The list shape comes from the times argument. caret expected most users to ask for multiple resamples in one call, so it returns one named element per resample. With times = 1 you still get a one-element list, which surprises new users. Pass list = FALSE for a single integer vector or a one-column matrix, which is simpler to slice your data frame with.

Is createDataPartition() different from sample() in base R?

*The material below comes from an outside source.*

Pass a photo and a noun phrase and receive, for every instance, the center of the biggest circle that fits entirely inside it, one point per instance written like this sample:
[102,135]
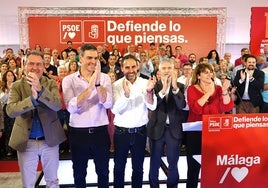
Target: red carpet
[12,166]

Yes. sample() picks rows uniformly at random with no awareness of the outcome, so a rare class can be over or under-sampled by chance. createDataPartition() samples within each class (for factor outcomes) or within each quantile bin (for numeric outcomes), so both partitions keep the original outcome distribution. Use sample() only when class balance is irrelevant.

Can I use createDataPartition() with multi-label or multi-output targets?

Not directly. caret stratifies on a single vector. For a multi-label outcome, concatenate the label columns into a single factor key (for example, paste(y1, y2, sep = "_")) and pass that key to createDataPartition(), then split your real data using the returned indices. For multi-output regression, pick the most important target as the strata column.

Does the seed matter and how should I set it?

Yes. createDataPartition() uses the active R RNG, so without set.seed() you get a different split every run and your results are not reproducible. Call set.seed() immediately before createDataPartition() and before every train() call that follows. Any integer works; the convention in the caret docs is set.seed(998), but the value itself is arbitrary.

How does createDataPartition() stratify a numeric outcome?

caret cuts the numeric vector into quantile bins using the groups argument (default 5), then samples within each bin at proportion p. This keeps the distribution of y similar across train and test. With very small samples or groups set higher than length(y)/2, the binning becomes unstable and you can end up with empty bins, so cap groups at 4 or 5 unless you have thousands of rows.